There are many instances when you want the LLM to provide responses in a specific format. This is most important when you want to build out more sophisticated systems, with subsequent calls, or if you simply need the output of the LLM to fit into a specific data structure. Structured outputs allows you to specify this when calling the API.

This is where Pydantic comes into play. It is a way to programmatically describe the data structure you want as an output.

Lets try to make the LLM extract information from a clinical trial protocol.

In [13]:
trial_description = """The drug that will be investigated in the study is GEN1053. GEN1053 is an antibody designed to (re)activate and increase antitumor immunity.

Since this is the first study of GEN1053 in humans, the main purpose is to evaluate safety. Besides safety, the study will determine the recommended GEN1053 dose to be tested in a larger group of participants and assess preliminary clinical activity of GEN1053.

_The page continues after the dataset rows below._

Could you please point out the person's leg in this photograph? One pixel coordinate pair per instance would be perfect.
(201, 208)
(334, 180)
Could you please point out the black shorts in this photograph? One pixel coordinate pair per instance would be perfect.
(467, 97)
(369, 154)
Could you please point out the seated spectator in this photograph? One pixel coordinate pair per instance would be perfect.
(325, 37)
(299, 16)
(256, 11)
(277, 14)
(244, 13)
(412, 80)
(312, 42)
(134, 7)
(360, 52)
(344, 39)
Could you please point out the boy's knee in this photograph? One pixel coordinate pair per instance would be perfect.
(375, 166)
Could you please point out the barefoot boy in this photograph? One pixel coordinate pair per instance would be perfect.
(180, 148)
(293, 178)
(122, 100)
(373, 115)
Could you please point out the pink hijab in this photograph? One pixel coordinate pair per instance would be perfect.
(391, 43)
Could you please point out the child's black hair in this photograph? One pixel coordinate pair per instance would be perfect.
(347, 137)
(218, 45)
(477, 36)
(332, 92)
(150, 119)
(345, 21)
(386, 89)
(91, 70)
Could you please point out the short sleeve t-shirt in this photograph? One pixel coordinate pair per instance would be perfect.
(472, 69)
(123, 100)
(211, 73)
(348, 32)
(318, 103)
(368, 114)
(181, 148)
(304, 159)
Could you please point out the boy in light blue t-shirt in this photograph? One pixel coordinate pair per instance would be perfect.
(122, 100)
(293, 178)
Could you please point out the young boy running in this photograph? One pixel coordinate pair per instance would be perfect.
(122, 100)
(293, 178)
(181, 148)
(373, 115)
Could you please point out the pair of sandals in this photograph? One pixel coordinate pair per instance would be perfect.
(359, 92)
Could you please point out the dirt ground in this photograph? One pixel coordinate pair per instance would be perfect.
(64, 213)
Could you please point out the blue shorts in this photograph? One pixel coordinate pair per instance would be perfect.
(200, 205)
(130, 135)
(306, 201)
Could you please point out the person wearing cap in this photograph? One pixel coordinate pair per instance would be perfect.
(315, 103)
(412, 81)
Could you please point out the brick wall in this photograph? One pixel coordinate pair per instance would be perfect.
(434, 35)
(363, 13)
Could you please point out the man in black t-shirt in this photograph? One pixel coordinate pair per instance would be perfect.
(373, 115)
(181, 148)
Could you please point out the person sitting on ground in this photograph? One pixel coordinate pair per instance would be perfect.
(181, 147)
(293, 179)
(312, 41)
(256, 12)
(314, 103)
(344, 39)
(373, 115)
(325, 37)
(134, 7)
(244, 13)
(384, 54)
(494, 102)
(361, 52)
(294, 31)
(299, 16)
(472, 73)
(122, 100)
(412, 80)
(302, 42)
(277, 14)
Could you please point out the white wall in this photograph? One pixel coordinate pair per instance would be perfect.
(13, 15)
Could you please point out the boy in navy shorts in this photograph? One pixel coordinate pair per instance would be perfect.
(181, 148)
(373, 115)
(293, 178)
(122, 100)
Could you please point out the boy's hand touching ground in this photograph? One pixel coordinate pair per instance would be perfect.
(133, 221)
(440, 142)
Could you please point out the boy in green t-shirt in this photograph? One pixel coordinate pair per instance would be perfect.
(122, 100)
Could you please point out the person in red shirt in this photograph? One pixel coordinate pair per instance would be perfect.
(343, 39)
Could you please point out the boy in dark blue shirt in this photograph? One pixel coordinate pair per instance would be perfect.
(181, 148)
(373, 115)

GEN1053 will be studied in a broad group of cancer patients, having different kinds of solid tumors. All participants will get GEN1053. The study consists of two parts: Part 1 tests increasing doses of GEN1053 ("escalation"), followed by Part 2 which tests the recommended phase 2 dose GEN1053 dose from Part 1 ("expansion").

The trial is a First in Human open-label, multicenter, multinational safety trial in participants with non-central nervous system (non-CNS) metastatic or advanced malignant solid tumors for whom there is no available standard therapy likely to confer clinical benefit, evaluating the safety, tolerability, preliminary antitumor activity, pharmacokinetics (PK), pharmacodynamics (PD), and immunogenicity of GEN1053.

The trial will be conducted as follows:

The Dose Escalation part (Part 1) will explore the safety of escalating doses of GEN1053 as monotherapy (phase 1)
The Expansion part (Part 2) is planned to provide additional safety and initial antitumor activity information of the Recommended Phase 2 dose (RP2D) for GEN1053 monotherapy in selected tumor indications, as well as more detailed data related to the mode of action (MoA)."""

baseline_study_prompt = f"""Extract the drug name and how many parts there are of the trial from the following clinical trial description:
{trial_description}"""

In [None]:
baseline_study_response = single_prompt_call(baseline_study_prompt)
print(baseline_study_response.choices[0].message.content)

The drug name is **GEN1053**. The clinical trial consists of **two parts**: Part 1 (Dose Escalation) and Part 2 (Expansion).


Now what if you wanted to parse these two responses out into an input for a database? 

Regex statement to extract the two answers out? (if you dont know how to create a regex pattern, try ChatGPT to help you)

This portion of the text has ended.